Natural gas pipeline earnings soared by 11% compared to the prior-year period. The company benefited from higher contributions by several pipeline systems, increased volumes on one of its gathering systems, and more favorable pricing on another system. Driving the higher volumes were colder winter weather, the retirement of coal-fired power plants, increased deliveries to liquid natural gas (LNG) customers, and improving market conditions that led producers to boost their output.

The other highlight of the quarter was the company's carbon dioxide segment. Its earnings soared by 23%, fueled by higher oil, natural gas liquids, and carbon dioxide prices, which were all up by double-digit percentages compared to the prior-year period. Kinder Morgan also benefited from higher carbon dioxide sales as oil companies used more of the gas to boost crude output from their legacy fields.

Those growth drivers helped offset flat results at its terminals and a 10% earnings decline from its product pipelines. The company faced various headwinds in both segments, including higher operating expenses and lower volumes for some products.

For the full year, Kinder Morgan produced distributable cash flow of $4.97 billion, or $2.19 per share. While that was down 9% from 2021, that was due entirely to non-recurring revenue earned during the extreme winter weather in February 2021. Without that impact, Kinder Morgan's cash flow would have risen 14% in 2022.

A look at what's ahead for Kinder Morgan

Kinder Morgan expects to generate about $4.8 billion, or $2.13 per share, of distributable cash flow in 2023. That implies earnings will decline by about 3%. This forecast slump is entirely due to the impact of higher interest rates on its floating rate debt, which will cut distributable cash flow by about $0.15 per share this year. Without that impact, it would be expected to increase by about 5%. 

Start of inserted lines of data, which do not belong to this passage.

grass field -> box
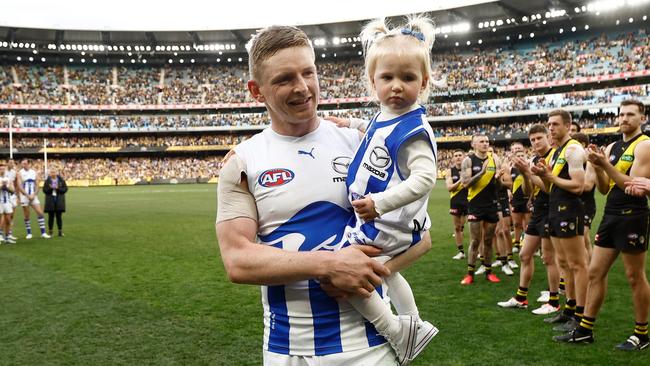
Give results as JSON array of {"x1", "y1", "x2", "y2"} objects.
[{"x1": 0, "y1": 184, "x2": 650, "y2": 365}]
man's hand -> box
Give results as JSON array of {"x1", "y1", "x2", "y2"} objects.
[
  {"x1": 352, "y1": 195, "x2": 379, "y2": 221},
  {"x1": 625, "y1": 177, "x2": 650, "y2": 197},
  {"x1": 324, "y1": 116, "x2": 350, "y2": 127},
  {"x1": 319, "y1": 245, "x2": 390, "y2": 298},
  {"x1": 586, "y1": 144, "x2": 608, "y2": 169},
  {"x1": 530, "y1": 159, "x2": 553, "y2": 179}
]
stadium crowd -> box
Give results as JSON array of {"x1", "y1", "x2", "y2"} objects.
[{"x1": 0, "y1": 29, "x2": 650, "y2": 104}]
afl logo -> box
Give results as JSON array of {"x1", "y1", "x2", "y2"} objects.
[
  {"x1": 332, "y1": 156, "x2": 351, "y2": 175},
  {"x1": 370, "y1": 146, "x2": 390, "y2": 168},
  {"x1": 257, "y1": 168, "x2": 296, "y2": 188}
]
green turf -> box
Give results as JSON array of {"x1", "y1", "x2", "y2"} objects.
[{"x1": 0, "y1": 184, "x2": 650, "y2": 365}]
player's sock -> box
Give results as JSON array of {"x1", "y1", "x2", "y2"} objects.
[
  {"x1": 25, "y1": 219, "x2": 32, "y2": 235},
  {"x1": 578, "y1": 316, "x2": 596, "y2": 334},
  {"x1": 384, "y1": 272, "x2": 420, "y2": 320},
  {"x1": 634, "y1": 322, "x2": 648, "y2": 342},
  {"x1": 564, "y1": 299, "x2": 576, "y2": 316},
  {"x1": 515, "y1": 286, "x2": 528, "y2": 302},
  {"x1": 467, "y1": 264, "x2": 476, "y2": 277},
  {"x1": 548, "y1": 292, "x2": 560, "y2": 308},
  {"x1": 38, "y1": 216, "x2": 45, "y2": 235}
]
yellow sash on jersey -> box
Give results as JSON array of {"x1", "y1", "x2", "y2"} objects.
[
  {"x1": 512, "y1": 174, "x2": 524, "y2": 194},
  {"x1": 607, "y1": 135, "x2": 650, "y2": 193},
  {"x1": 549, "y1": 139, "x2": 582, "y2": 189},
  {"x1": 467, "y1": 153, "x2": 497, "y2": 201}
]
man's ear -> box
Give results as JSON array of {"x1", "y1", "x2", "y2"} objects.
[{"x1": 247, "y1": 80, "x2": 266, "y2": 103}]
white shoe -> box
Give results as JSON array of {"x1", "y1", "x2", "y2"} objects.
[
  {"x1": 409, "y1": 320, "x2": 439, "y2": 361},
  {"x1": 379, "y1": 315, "x2": 416, "y2": 366},
  {"x1": 451, "y1": 252, "x2": 465, "y2": 260},
  {"x1": 497, "y1": 297, "x2": 528, "y2": 309},
  {"x1": 537, "y1": 291, "x2": 551, "y2": 303},
  {"x1": 501, "y1": 264, "x2": 515, "y2": 276},
  {"x1": 532, "y1": 303, "x2": 560, "y2": 315}
]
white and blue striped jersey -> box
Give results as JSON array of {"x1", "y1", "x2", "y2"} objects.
[
  {"x1": 0, "y1": 172, "x2": 14, "y2": 204},
  {"x1": 346, "y1": 107, "x2": 437, "y2": 256},
  {"x1": 235, "y1": 120, "x2": 388, "y2": 356},
  {"x1": 18, "y1": 169, "x2": 37, "y2": 195}
]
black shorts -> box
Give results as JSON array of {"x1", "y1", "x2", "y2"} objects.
[
  {"x1": 499, "y1": 198, "x2": 510, "y2": 217},
  {"x1": 512, "y1": 201, "x2": 530, "y2": 213},
  {"x1": 585, "y1": 209, "x2": 596, "y2": 229},
  {"x1": 449, "y1": 204, "x2": 467, "y2": 216},
  {"x1": 467, "y1": 206, "x2": 499, "y2": 224},
  {"x1": 526, "y1": 212, "x2": 549, "y2": 238},
  {"x1": 594, "y1": 212, "x2": 650, "y2": 252}
]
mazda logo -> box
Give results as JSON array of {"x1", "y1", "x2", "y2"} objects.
[
  {"x1": 332, "y1": 156, "x2": 352, "y2": 175},
  {"x1": 370, "y1": 146, "x2": 390, "y2": 168}
]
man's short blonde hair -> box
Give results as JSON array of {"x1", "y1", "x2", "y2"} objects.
[{"x1": 246, "y1": 25, "x2": 314, "y2": 81}]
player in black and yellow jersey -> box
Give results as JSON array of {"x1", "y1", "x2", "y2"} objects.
[
  {"x1": 556, "y1": 100, "x2": 650, "y2": 351},
  {"x1": 461, "y1": 135, "x2": 500, "y2": 285},
  {"x1": 445, "y1": 149, "x2": 467, "y2": 260},
  {"x1": 571, "y1": 132, "x2": 596, "y2": 262},
  {"x1": 531, "y1": 109, "x2": 589, "y2": 331},
  {"x1": 497, "y1": 124, "x2": 560, "y2": 315},
  {"x1": 510, "y1": 142, "x2": 530, "y2": 252}
]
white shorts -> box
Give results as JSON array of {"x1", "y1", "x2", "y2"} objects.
[
  {"x1": 264, "y1": 343, "x2": 397, "y2": 366},
  {"x1": 20, "y1": 194, "x2": 41, "y2": 207},
  {"x1": 0, "y1": 202, "x2": 14, "y2": 214}
]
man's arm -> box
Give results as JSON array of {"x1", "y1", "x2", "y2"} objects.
[
  {"x1": 546, "y1": 145, "x2": 585, "y2": 195},
  {"x1": 445, "y1": 169, "x2": 461, "y2": 192},
  {"x1": 460, "y1": 156, "x2": 487, "y2": 187}
]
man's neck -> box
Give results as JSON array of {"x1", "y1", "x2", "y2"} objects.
[
  {"x1": 271, "y1": 117, "x2": 320, "y2": 137},
  {"x1": 623, "y1": 126, "x2": 641, "y2": 142}
]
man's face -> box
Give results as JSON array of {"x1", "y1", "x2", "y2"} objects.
[
  {"x1": 472, "y1": 136, "x2": 490, "y2": 154},
  {"x1": 548, "y1": 116, "x2": 569, "y2": 142},
  {"x1": 528, "y1": 132, "x2": 550, "y2": 155},
  {"x1": 618, "y1": 105, "x2": 645, "y2": 134},
  {"x1": 452, "y1": 151, "x2": 465, "y2": 165},
  {"x1": 249, "y1": 47, "x2": 320, "y2": 128}
]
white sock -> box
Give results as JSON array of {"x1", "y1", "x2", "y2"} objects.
[
  {"x1": 348, "y1": 291, "x2": 399, "y2": 334},
  {"x1": 384, "y1": 272, "x2": 420, "y2": 321}
]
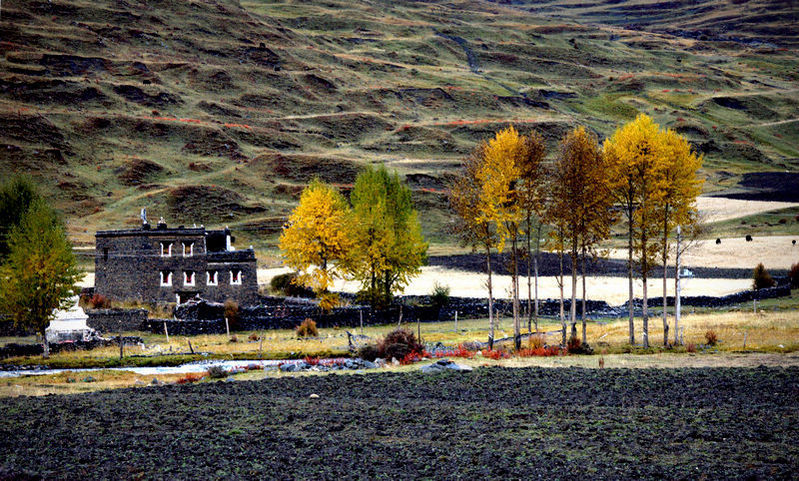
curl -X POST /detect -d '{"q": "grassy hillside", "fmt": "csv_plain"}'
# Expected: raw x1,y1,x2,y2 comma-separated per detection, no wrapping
0,0,799,255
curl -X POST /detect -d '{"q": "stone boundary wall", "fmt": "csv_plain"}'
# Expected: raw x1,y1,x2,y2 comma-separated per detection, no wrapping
70,285,791,336
85,309,147,334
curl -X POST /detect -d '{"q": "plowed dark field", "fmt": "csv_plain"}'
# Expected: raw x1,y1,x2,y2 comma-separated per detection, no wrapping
0,368,799,479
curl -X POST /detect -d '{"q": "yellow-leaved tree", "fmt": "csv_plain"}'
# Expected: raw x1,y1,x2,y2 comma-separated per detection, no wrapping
657,129,703,346
550,127,613,342
477,126,530,349
603,114,668,347
280,179,353,310
448,143,498,349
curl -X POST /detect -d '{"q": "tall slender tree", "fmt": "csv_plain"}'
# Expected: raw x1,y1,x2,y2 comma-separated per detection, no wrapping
448,143,498,349
477,126,529,349
551,127,611,337
0,174,42,262
603,114,666,347
519,131,546,333
0,199,81,357
657,130,702,346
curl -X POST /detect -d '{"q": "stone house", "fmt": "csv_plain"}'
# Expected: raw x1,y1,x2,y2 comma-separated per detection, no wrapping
94,218,258,305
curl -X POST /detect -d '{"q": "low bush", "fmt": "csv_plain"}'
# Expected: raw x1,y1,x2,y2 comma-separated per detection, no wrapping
358,344,380,362
377,329,424,360
176,374,203,384
294,318,319,337
752,263,776,290
483,349,510,361
399,351,422,366
224,299,239,330
788,263,799,289
516,346,560,357
430,282,449,309
208,366,228,379
269,272,314,298
527,334,546,349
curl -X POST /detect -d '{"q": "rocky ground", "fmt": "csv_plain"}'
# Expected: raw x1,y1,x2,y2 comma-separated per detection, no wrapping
0,367,799,479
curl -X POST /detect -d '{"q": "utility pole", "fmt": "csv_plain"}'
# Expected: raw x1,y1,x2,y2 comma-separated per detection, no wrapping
676,225,682,344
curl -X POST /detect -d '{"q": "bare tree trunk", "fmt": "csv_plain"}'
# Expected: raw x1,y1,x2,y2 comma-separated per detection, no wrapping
533,222,541,334
569,236,577,337
627,207,635,345
674,226,682,344
663,205,669,346
511,229,522,351
42,332,50,359
486,247,494,351
527,212,533,334
580,246,588,344
641,255,649,347
558,249,566,347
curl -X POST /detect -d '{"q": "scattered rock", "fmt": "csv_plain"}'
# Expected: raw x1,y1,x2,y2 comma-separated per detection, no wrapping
419,359,472,374
208,366,228,379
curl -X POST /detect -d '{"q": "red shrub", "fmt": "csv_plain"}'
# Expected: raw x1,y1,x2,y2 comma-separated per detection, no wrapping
483,350,510,361
516,346,560,357
89,294,111,309
400,351,422,366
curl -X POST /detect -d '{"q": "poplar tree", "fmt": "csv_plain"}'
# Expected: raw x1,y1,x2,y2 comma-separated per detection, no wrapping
0,174,42,262
603,114,666,347
519,131,546,333
280,179,353,310
448,142,498,350
0,199,81,357
657,130,703,346
477,126,529,349
347,166,427,307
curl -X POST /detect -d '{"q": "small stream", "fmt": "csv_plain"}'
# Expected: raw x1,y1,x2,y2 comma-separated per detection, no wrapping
0,359,312,378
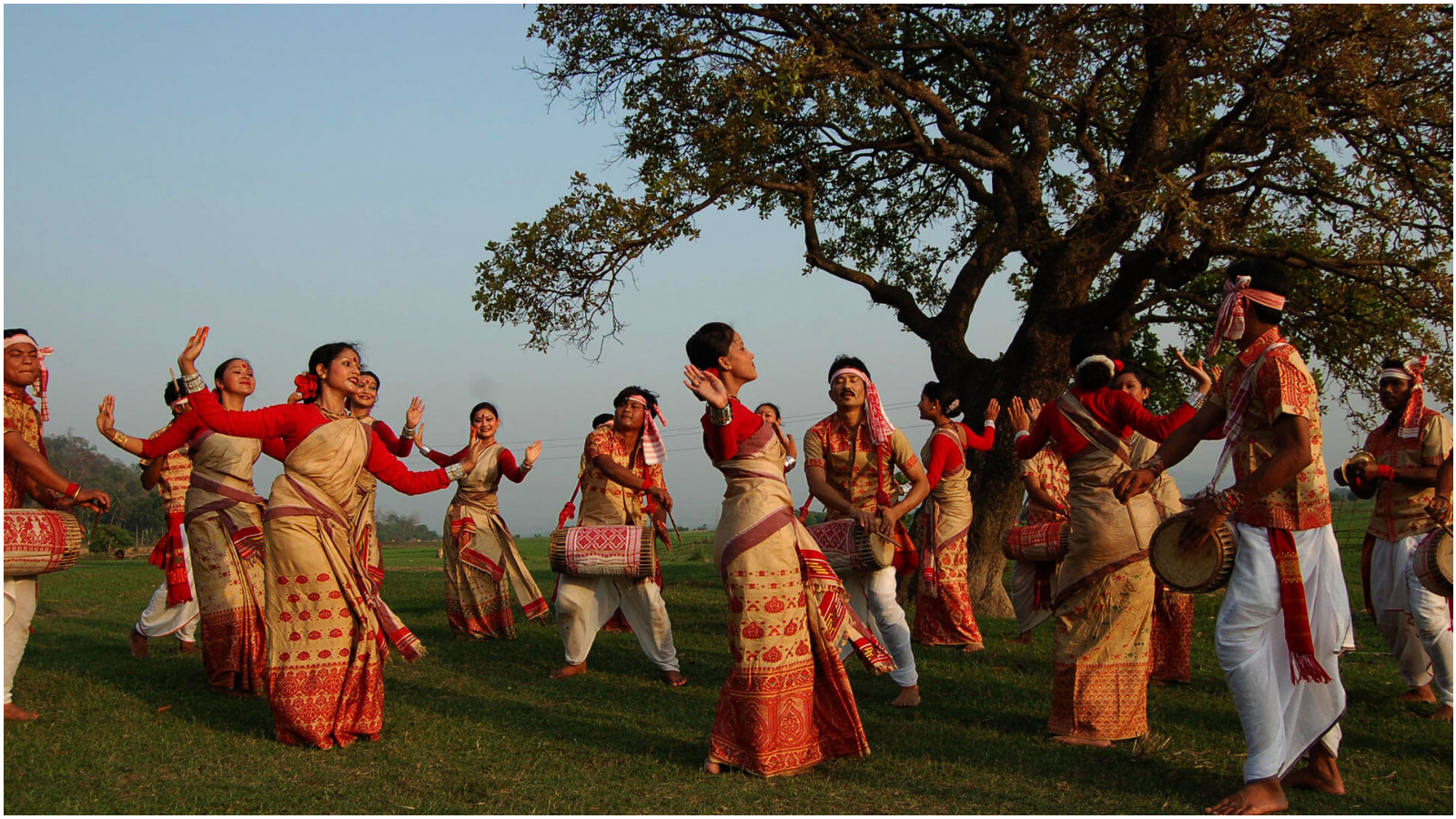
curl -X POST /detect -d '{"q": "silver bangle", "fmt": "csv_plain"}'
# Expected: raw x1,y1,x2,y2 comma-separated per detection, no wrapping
708,404,733,427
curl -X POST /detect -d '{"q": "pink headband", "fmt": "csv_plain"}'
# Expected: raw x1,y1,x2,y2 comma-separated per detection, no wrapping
1208,276,1286,356
5,332,56,421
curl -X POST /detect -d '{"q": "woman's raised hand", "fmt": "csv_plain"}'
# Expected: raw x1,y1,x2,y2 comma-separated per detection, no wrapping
1010,395,1036,433
405,395,425,430
682,364,728,410
177,327,208,376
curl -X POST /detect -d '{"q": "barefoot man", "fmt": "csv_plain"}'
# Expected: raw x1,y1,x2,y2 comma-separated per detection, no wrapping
1114,259,1354,814
804,356,930,707
1345,356,1451,720
551,386,687,686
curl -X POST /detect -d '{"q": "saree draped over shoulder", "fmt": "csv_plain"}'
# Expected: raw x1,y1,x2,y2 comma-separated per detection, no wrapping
709,424,893,777
913,430,981,649
264,417,386,748
185,430,267,693
444,444,549,640
1046,393,1158,741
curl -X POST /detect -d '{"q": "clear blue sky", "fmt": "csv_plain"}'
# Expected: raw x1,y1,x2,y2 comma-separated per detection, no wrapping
5,5,1364,533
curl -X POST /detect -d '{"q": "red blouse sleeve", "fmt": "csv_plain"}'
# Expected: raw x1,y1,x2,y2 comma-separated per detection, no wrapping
961,415,996,451
364,446,450,495
701,398,763,460
141,410,206,460
369,419,415,458
926,433,966,490
495,446,526,484
425,444,470,466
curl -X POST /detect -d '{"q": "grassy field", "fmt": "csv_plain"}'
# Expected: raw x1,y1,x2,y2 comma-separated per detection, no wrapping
5,509,1451,814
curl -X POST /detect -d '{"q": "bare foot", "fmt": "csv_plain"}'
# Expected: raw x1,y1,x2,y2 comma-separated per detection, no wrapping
890,685,920,708
1395,683,1436,703
5,703,41,723
131,628,151,660
551,663,587,679
1051,733,1112,748
1203,778,1289,816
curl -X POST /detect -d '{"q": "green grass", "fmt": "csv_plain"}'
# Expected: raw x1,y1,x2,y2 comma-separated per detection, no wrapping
5,510,1451,814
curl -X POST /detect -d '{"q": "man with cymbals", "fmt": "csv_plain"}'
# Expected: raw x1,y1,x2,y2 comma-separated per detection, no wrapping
804,356,930,707
1112,259,1354,814
1344,356,1451,720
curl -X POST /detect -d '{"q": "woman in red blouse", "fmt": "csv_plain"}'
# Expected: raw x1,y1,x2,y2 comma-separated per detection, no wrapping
96,359,284,696
1010,328,1201,746
912,382,1000,652
177,327,479,748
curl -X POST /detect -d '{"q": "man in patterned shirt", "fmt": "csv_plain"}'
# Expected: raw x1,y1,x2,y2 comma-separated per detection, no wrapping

That's still enough cash to cover the company's dividend (which it intends to increase by another 2% in 2023) and $2.1 billion of capital projects with room to spare. The company is investing money to build additional natural gas pipeline capacity and renewable natural gas production facilities. With it on track to produce excess cash, Kinder Morgan expects to end the year with a net leverage ratio of 4.0, well below its long-term target of 4.5. That gives it the flexibility to make opportunistic investments and share repurchases.

The company increased its ability to repurchase shares by boosting its authorization by $1 billion, pushing its total authorization to $3 billion. The company had already repurchased $943 million worth of shares at an average price of $17.40. Future repurchases could help boost its distributable cash flow per share this year. 

Meanwhile, it continues to seek out new investment opportunities. As CEO Steve Kean stated in the earnings release:

Our own and independent analysts project that demand from LNG facilities is expected to double in the coming years, and we are moving forward with projects to provide additional transport capacity for that growing market. With a large portion of our existing network in Texas and Louisiana -- where nearly all of that LNG demand growth is expected to occur -- we expect to largely serve that growth with highly capital-efficient expansions on our existing network.

Because of that, the CEO believes that "KMI's future is bright."

Steady as it goes

Kinder Morgan has a simple business model. It operates an extensive portfolio of energy infrastructure assets that generate lots of cash. It uses that money to pay an attractive and growing dividend (that currently yields 6%), invest in expansion opportunities, maintain a strong balance sheet, and opportunistically repurchase shares. Those characteristics make it an ideal buy for investors seeking a rock-solid and steadily rising income stream.